Criar e reproduzir, no cinema, cenas que possuem como inspiração o subconsciente e o irreal parece uma tarefa fácil em pleno 2014, com o desenvolvimento de tecnologias que aperfeiçoaram os efeitos especiais que beiram a perfeição. No início de século XX, porém, interpretar o surrealismo através das câmeras era muito mais complicado. Hans Richter foi um dos produtores que se aventurou nesse movimento e que, com a colaboração de nomes como Michael Duchamp, Maz Ernst e Man Ray produziu Dreams That Money Can Buy (1947). O longa carrega informação audiovisual bastante complexa. O uso de espelhos, sobreposições e efeitos resultou em um produto final com a qualidade que só a contribuição de artistas dadaístas poderia oferecer.
Buñuel se tornou um grande nome justamente por saber muito bem como contornar a falta de tecnologias próprias em seu tempo. O diretor foi capaz de representar o surrealismo de formas variadas. Em 1928, na sua primeira criação (Un Chien Andalou), é possível observar o uso de técnicas mecânicas como a sobreposição de imagens. Já na década de sessenta, no longa O Anjo Exterminador (El Ángel Exterminador, 1962), os efeitos visuais não são o grande destaque do filme. É o conteúdo do próprio roteiro que tem valor surrealista. Após um jantar de um grupo de alta classe, os convidados não conseguem deixar o local, mesmo não havendo nenhuma barreira física impedindo sua saída. O resultado é uma crítica aos costumes que, quando unido ao nonsense e aos conceitos do surrealismo tem como consequência uma produção cinematográfica que mesmo após cinquenta anos, serve de referência no campo da sétima arte.
É possível destacar dois títulos recentes que ainda exploram, no cinema, o movimento do surreal. O primeiro deles é o Sonhando Acordado (La Science des Rêves, 2006), do diretor francês Michel Gondry. O longa tem Gael García Bernal como protagonista, vivendo o papel de Stephane Miroux, um rapaz que se confunde entre a realidade e o sonho e flerta com sua vizinha, Stephanie, interpretada por Charlotte Gainsbourg.

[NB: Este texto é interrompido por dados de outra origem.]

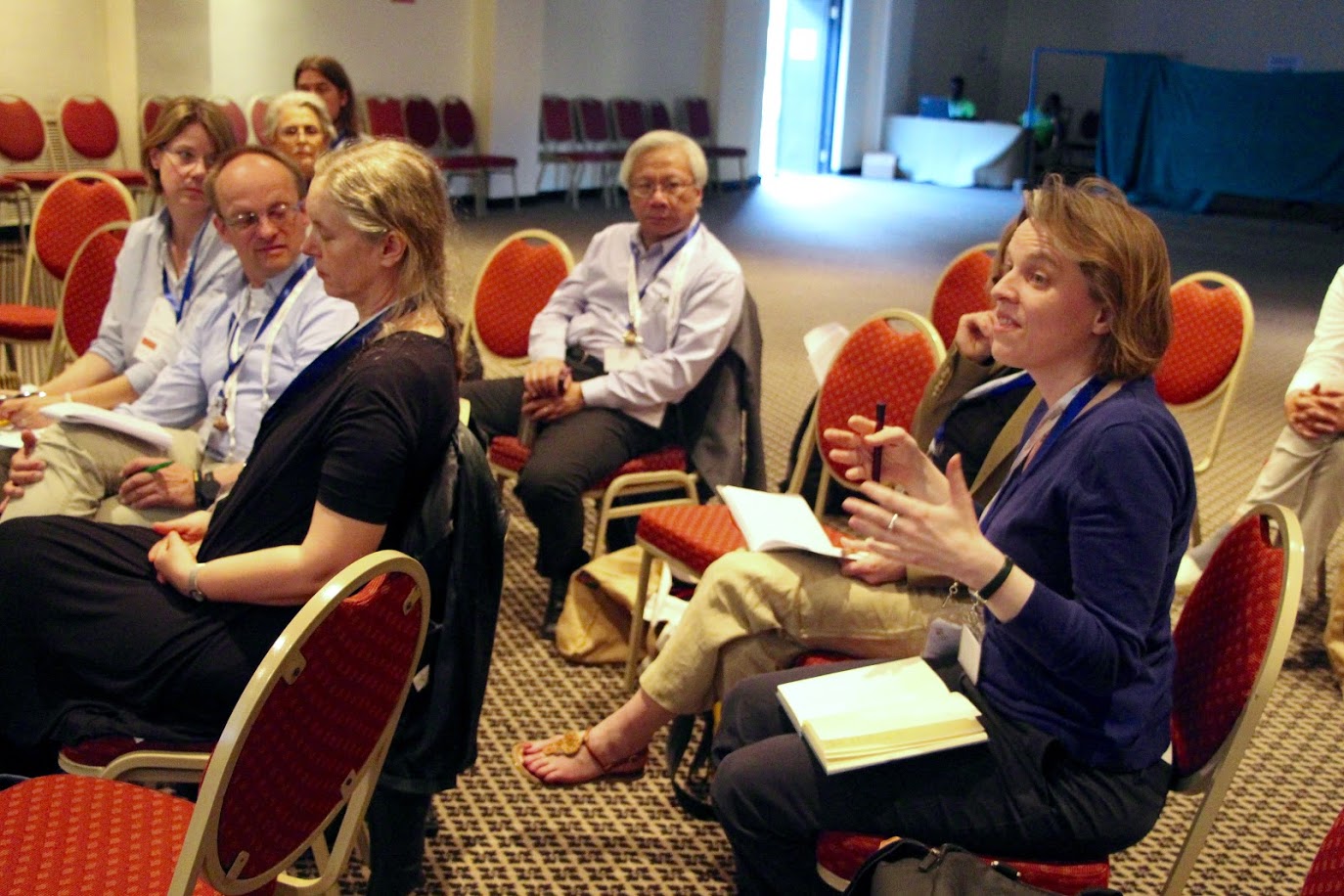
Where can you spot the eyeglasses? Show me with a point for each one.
(187, 158)
(671, 188)
(293, 130)
(279, 215)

O segundo, do mesmo diretor, é A Espuma dos Dias (L’écume des Jours, 2013), uma adaptação de um romance de Boris Vian. Audrey Tautou vive Chloé, par romântico de Colin, interpretado por Romain Duris. Com um orçamento de 20 milhões de euros, o filme impressiona pela diversidade e produção dos cenários. Há, inclusive, uma sequência de passagens feitas debaixo d’água. Além disso, destaca-se a ótima atuação de Audrey, que passeia confortavelmente entre cenas de drama de forma bem humorada, como em O Fabuloso Destino de Amelie Poulain (Le fabuleux destin d’Amélie Poulain, 2001).
Ambos apresentam uma experimentação de cores, texturas e sons bastante própria. É fácil de identificar, nos dois, a preocupação em diminuir os efeitos especiais que se confundem com a realidade. A maioria das cenas com intervenção visual são feitas com técnicas aplicadas diretamente na câmera, como stop motion e planos-sequências. Em comparação aos expoentes do surrealismo no século passado, constata-se uma diferença relevante na produção e direção, mas que em momento nenhum ocasiona perda de qualidade ou diminuição da ousadia na criatividade intrínsecos ao movimento.